Aortoiliac occlusive disease can result either from an intrinsic aortic pathology such as atherosclerosis or large vessel vasculitis (e.g., Takayasu arteritis) or an extrinsic pathology resulting in aortic compression/encasement. The extrinsic causes typically can include retroperitoneal mass, retroperitoneal fibrosis/aortitis, or, as in our case, elevation of the intra-abdominal pressure.[7-9]

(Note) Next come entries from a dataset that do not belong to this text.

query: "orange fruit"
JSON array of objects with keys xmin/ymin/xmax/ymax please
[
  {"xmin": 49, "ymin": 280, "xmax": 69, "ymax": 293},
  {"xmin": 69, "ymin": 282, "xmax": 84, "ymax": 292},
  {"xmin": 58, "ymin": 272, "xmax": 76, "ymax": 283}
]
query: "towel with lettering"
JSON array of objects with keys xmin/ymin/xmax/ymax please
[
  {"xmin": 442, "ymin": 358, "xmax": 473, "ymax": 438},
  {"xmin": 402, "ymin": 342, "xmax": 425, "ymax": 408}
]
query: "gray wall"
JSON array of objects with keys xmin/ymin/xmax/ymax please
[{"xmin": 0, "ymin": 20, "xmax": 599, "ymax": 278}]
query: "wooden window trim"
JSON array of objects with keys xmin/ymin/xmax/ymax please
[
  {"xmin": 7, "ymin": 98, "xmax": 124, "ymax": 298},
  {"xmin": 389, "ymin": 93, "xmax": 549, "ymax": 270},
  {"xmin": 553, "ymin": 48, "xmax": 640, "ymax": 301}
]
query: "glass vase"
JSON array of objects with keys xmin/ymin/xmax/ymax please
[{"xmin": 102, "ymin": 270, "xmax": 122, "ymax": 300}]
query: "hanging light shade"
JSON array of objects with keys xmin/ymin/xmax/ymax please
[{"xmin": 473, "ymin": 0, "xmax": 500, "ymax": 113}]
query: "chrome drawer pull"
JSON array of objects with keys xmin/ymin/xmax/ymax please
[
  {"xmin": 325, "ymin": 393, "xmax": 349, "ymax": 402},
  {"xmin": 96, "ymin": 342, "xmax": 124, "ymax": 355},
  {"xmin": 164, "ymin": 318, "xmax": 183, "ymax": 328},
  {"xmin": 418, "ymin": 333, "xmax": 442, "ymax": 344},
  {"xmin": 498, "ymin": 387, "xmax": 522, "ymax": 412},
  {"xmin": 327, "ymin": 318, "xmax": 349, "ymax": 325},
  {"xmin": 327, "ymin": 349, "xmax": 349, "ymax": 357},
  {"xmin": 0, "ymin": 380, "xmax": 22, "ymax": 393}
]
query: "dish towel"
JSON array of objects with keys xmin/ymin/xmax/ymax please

Takayasu arteritis is a necrotizing granulomatous large vessel panarteritis, which primarily involves the aorta and major aortic branches. Abdominal aorta is the most common segment of the aorta involved. Takayasu arteritis most commonly occurs in young women (the second and third decade). Typical CTA findings include concentric thickening of the wall of the aorta, which may show double ring enhancement pattern due to thickened poorly enhancing intima and outer thickened enhancing media and adventitia. Additional CTA findings include long segment concentric tapered luminal narrowing (“rat tail” appearance), occlusion, branch vessel (renal, carotid, and subclavian arteries) involvement, wall calcification, ectasia, and aneurysm.[7,8] In our case, there was minimal atherosclerosis, but no evidence of abnormal aortic wall thickening or enhancement.
Retroperitoneal fibrosis or chronic periaortitis is characterized by mass-like retroperitoneal periaortic fibrosis, which can cause aortic stenosis. The fibrosis is usually anterior and lateral to aorta. The posterior aspect of aorta is usually spared. There is often encasement of IVC and both ureters. No retroperitoneal fibrosis or mass was visualized in our case.
Increased intra-abdominal pressure during voluntary Valsalva maneuver can rarely result in aortoiliac narrowing. Diagnostic clues to this entity include history of Valsalva maneuver during CT image acquisition, diffuse arterial and venous narrowing, absence of secondary findings of bowel ischemia, absence of aortic wall thickening or para-aortic inflammation, absence of intra-abdominal hemorrhage, ascites, inflammation, or mass should help in differentiation of physiological narrowing from pathological aortic occlusion. In our opinion, when physiologic narrowing is suspected, repeat limited CT images of the abdomen without Valsalva maneuver (if the patient is still on scanner) may be considered to confirm physiological nature of the findings. Alternatively, Doppler ultrasound evaluation of the aorta may be considered, thus avoiding radiation and contrast exposure from CTA.